I have a dataframe df = DataFrame(CSV.File("file.csv", delim=";;"))
.
The dataframe has three columns (column1 = Date, column2 = String31, column3 = String15).
column1 | column2 | column3
date | String31 | String15
2022-06-29 | Test | 100.00
Only column1 has the right datatype. I would like to change both column2 (to just String) and column3 (to Real or Float64). I managed to change column two, but when I tried to change column3 I got that I can't change string to real.

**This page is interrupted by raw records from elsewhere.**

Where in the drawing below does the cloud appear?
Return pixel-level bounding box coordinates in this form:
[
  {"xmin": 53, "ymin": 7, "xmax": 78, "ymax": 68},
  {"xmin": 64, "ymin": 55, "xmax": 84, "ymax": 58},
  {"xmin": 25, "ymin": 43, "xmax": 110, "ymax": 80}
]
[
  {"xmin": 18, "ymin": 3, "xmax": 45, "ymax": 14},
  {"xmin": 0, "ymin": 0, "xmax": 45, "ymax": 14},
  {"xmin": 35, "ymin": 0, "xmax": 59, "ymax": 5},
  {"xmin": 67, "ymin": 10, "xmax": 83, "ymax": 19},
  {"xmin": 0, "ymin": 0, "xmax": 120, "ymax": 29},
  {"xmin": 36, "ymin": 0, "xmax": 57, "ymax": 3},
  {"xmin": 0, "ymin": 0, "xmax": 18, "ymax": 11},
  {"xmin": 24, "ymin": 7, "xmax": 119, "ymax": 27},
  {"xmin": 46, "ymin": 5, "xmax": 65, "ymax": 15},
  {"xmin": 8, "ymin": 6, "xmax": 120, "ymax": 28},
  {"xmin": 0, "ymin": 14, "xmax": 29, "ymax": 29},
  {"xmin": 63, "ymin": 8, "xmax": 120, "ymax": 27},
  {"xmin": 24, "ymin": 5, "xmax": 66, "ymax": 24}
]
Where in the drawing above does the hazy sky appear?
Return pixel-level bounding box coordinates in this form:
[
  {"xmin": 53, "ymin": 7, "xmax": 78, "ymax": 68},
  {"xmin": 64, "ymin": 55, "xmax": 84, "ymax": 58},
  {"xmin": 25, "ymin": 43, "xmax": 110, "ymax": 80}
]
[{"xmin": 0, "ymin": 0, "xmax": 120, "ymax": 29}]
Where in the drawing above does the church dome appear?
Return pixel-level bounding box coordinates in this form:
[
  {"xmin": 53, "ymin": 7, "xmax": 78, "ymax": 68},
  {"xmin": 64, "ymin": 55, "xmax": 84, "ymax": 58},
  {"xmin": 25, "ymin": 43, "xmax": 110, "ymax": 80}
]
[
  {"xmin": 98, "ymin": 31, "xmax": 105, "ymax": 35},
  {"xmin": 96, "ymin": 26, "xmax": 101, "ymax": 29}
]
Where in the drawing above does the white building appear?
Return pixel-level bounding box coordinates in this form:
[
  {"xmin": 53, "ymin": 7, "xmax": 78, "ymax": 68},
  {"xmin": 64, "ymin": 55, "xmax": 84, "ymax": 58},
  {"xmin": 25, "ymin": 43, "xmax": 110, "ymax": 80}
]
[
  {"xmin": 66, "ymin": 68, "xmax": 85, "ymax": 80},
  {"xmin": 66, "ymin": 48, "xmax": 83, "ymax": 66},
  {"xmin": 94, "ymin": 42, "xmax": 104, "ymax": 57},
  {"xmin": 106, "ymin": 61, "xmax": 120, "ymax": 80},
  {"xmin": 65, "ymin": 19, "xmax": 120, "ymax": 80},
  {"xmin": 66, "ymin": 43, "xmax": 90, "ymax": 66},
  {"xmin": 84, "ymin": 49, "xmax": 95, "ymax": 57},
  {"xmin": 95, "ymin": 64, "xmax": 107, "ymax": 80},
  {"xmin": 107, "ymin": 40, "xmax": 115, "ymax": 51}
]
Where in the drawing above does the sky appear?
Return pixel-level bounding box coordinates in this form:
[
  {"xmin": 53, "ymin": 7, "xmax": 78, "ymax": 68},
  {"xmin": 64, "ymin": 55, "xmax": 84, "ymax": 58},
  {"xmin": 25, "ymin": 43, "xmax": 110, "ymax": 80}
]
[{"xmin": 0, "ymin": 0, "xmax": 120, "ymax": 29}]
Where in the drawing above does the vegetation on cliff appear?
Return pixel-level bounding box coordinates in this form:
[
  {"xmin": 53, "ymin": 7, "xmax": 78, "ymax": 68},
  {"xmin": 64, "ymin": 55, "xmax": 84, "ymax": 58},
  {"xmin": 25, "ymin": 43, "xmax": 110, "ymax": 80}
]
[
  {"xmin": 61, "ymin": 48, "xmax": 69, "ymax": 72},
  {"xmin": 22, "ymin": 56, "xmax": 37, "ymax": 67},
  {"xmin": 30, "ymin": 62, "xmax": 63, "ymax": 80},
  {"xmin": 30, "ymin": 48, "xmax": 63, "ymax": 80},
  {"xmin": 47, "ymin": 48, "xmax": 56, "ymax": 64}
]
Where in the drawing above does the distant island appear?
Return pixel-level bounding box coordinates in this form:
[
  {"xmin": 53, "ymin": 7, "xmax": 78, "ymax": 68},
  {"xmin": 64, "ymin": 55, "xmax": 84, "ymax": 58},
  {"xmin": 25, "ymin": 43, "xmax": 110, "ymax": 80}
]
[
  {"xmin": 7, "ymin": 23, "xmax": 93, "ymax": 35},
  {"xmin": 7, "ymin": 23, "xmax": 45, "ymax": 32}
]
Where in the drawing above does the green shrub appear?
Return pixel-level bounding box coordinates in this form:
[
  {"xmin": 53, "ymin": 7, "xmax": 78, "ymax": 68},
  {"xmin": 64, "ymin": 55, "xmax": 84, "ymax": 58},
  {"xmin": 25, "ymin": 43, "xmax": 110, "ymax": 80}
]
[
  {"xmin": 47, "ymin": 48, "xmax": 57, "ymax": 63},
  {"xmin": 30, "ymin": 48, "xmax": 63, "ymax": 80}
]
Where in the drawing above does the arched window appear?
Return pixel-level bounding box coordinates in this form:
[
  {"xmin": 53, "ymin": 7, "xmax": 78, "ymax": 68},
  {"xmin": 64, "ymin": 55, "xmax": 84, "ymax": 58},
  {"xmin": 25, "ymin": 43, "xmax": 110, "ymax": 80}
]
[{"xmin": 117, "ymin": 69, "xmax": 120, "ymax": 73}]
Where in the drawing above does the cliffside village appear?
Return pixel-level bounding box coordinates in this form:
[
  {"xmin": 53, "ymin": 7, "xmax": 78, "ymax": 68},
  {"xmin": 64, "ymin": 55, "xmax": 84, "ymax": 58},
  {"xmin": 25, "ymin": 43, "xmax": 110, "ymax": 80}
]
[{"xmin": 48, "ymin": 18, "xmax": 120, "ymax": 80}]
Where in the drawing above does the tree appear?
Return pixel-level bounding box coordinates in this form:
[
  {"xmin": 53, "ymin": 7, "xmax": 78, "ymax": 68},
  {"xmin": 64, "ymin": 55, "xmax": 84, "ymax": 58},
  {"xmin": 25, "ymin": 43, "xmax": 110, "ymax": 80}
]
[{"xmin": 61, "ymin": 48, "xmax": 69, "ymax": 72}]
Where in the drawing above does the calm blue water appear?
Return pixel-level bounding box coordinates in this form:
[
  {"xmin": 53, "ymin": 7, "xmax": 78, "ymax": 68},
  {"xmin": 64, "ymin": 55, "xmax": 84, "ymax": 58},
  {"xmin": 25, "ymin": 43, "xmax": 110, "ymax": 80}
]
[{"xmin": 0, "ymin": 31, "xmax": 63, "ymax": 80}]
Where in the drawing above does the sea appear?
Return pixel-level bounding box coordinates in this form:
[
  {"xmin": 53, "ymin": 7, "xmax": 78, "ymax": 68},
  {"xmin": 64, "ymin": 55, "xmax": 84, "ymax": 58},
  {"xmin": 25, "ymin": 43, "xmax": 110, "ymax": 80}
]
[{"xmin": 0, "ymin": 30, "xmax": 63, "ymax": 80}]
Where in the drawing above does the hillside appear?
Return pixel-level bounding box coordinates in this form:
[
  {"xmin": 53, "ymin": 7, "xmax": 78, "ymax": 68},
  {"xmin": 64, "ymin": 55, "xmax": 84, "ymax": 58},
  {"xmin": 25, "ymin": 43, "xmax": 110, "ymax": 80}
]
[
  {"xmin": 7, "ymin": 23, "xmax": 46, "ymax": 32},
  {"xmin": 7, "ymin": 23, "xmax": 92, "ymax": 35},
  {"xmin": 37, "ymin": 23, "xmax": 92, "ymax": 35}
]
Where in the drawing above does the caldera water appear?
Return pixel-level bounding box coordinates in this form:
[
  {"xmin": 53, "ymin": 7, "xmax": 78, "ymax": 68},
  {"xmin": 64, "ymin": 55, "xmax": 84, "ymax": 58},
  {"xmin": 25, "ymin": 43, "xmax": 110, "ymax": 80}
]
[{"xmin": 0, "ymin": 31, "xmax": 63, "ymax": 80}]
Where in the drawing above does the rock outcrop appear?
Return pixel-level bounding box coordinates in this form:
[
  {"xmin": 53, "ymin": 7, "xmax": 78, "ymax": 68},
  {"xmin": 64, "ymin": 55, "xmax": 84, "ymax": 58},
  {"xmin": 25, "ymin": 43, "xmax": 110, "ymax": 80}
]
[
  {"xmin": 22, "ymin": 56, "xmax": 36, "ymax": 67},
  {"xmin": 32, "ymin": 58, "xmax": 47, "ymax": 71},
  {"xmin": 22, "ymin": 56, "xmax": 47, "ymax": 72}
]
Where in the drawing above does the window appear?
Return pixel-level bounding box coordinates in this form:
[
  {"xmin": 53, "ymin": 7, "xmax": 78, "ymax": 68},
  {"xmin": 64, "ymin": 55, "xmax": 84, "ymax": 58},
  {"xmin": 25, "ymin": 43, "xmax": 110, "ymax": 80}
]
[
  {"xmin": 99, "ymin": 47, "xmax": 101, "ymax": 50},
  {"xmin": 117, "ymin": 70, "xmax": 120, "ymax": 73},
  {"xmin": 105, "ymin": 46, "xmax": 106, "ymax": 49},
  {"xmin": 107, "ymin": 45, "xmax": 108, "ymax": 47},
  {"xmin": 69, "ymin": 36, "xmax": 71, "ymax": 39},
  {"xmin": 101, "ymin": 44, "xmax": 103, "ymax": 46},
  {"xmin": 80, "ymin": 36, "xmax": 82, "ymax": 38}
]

How would I go about to change these two columns?
On column2
I would recommend leaving it as String31
unless you run into an issue with that (and if you do maybe raise an issue with the InlineStrings.jl
package). String31
is a datatype mainly aimed at data analysis workflows where large number of strings are created in memory (such as in a long DataFrame column), which puts a lot of pressure on Julia's garbage collector. Working with InlineStrings like String31
is therefore likely to speed up the analysis in many cases (this won't matter if your data set is small).
For column3
, if you want to get a number from a string you need to parse
it:
julia> parse(Float64, "100.0")
100.0
You can apply this to the whole column by broadcasting:
df.column2 = parse.(Float64, df.column2)
That said, this operation is likely to fail, because if it would work CSV.jl would have parsed the column as numeric already. The fact that the column is String
tells you that there's likely something in there which can't be parsed as a number - one popular example is a thousands separator (e.g. in files that came from Excel).
parse
will however tell you where it failed:
julia> parse.(Float64, ["100.0", "1,000.0"])
ERROR: ArgumentError: cannot parse "1,000.0" as Float64
In this case you would to parse.(Float64, replace.(df.column2, "," => ""))
to remove thousands separators.
[If parse
just works without any changes you might have discovered a bug in CSV.jl
s type detection algorithm which might be worth filing an issue for.]